The corrosive effect of the high incidence of serious corruption in SA has dented its ability to deliver on the objectives of the NDP, especially as regards the weaning of Africa off western influences and their replacement with Chinese and Indian links. SA remains a beneficiary of AGOA, the USA’s preferential trade arrangement, and its main trading partners are still in the west. Russia barely interacts with SA, but is big on donating funds to the ANC.

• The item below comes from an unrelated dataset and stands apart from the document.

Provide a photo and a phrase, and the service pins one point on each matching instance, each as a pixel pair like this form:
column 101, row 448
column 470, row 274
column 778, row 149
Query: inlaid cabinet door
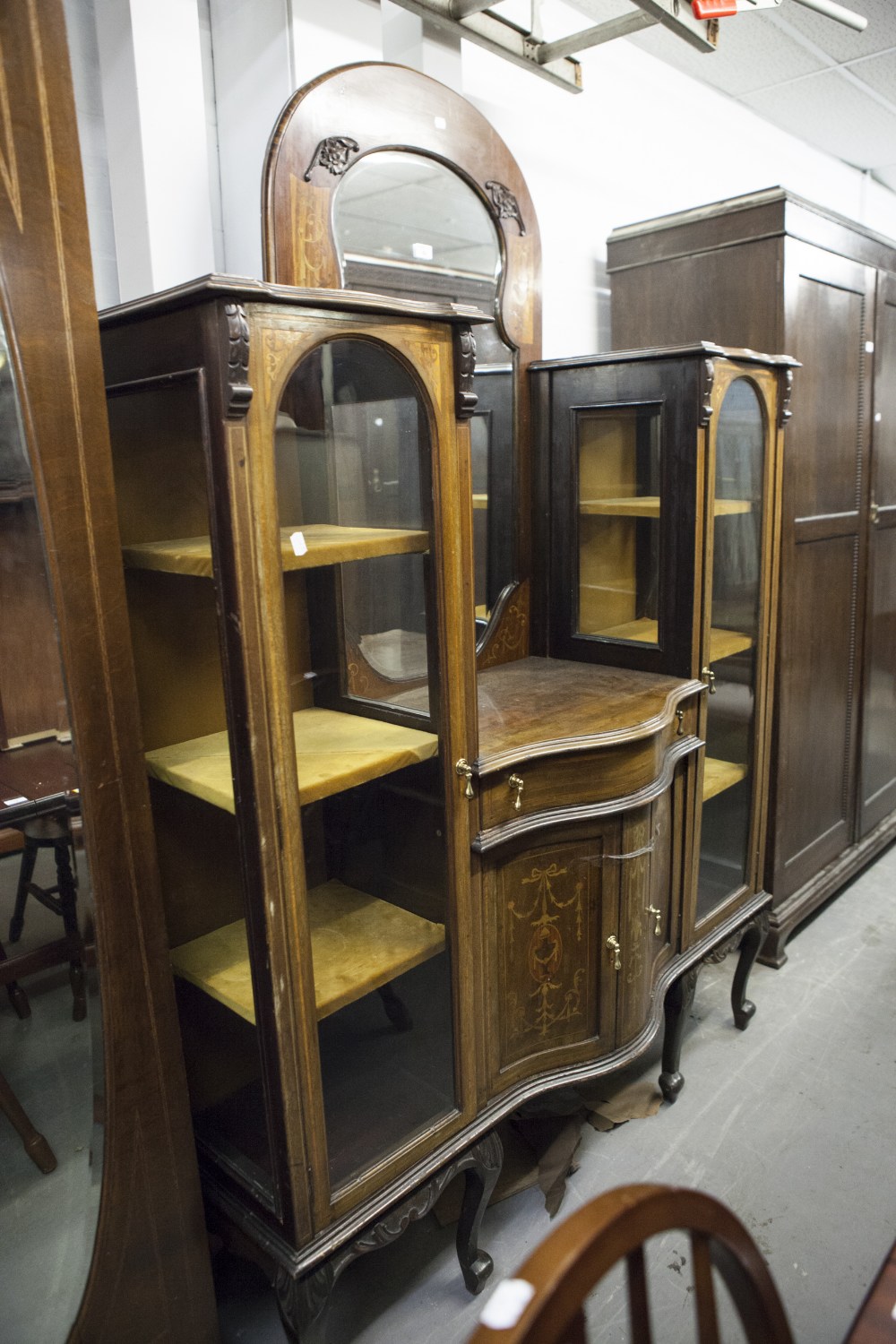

The Russian invasion of Ukraine and the fallout of the war there has impacted on the plans set out in the NDP. While Brazil and India have no difficulty voting against Russia when UN resolutions call for the condemnation of the invasion, so richly deserved, SA remains one of the few countries to abstain on UN resolutions in pursuit of an agenda claimed to be non-aligned, but actually, at least passively, is supportive of Russia. While there is a chance of the Ukrainian war going global, the ANC should be looking to the interests of SA in the current conflict rather than supporting the rogue and authoritarian excesses of the Russians.
It is almost as if past allegiances, when the USSR (both Russia and Ukraine) supported the struggle of the ANC, have become baked into the DNA of the ANC and it is incapable of nimbly moving on in the manner required by fealty to the rule of law, the Bill of Rights and constitutionalism. Instead an unprovoked invasion by an authoritarian regime that has all the hallmarks of oligarchy and kleptocracy is condoned and excused so that the flow of Russian funding for the ANC does not stop. A donation of R15 million declared by the ANC was from United Manganese of Kalahari (UMK), a company in which the ANC’s investment arm – Chancellor House – is a shareholder.
The UMK has links to a sanctioned Russian oligarch.
The R15 million from UMK was paid to the Johannesburg Expo Centre, the venue which hosted the ANC’s national conference in December 2022.
While the western powers are heavily invested in SA, they do not make donations to the ANC. The response of the ANC to the war between Hamas and Israel is likely to alienate the west.
It is vital that the national interest should not be confused with the interest the ANC has to keep itself afloat in the sea of corrupt activities in which it operates. Chancellor House was a 25% shareholder in Hitachi Power Africa, a deal, worth billions to the ANC, which got Hitachi heavily fined in the USA under the Foreign Corrupt Practices Act. It is impossible to hold free and fair elections in SA while the ANC is the only contestant which raises funds in the way in which Chancellor House did so in the Hitachi deal.
All too often the interests of the ANC are elided with those of the nation. This is not surprising when the aim is to secure hegemony. That aim is deeply and darkly unconstitutional. Civil society and engaged citizens need to be aware that the ANC is not SA and SA is not the ANC. Free and fair elections depend upon the separation of party and state.
*Paul Hoffman SC is a director of Accountability Now.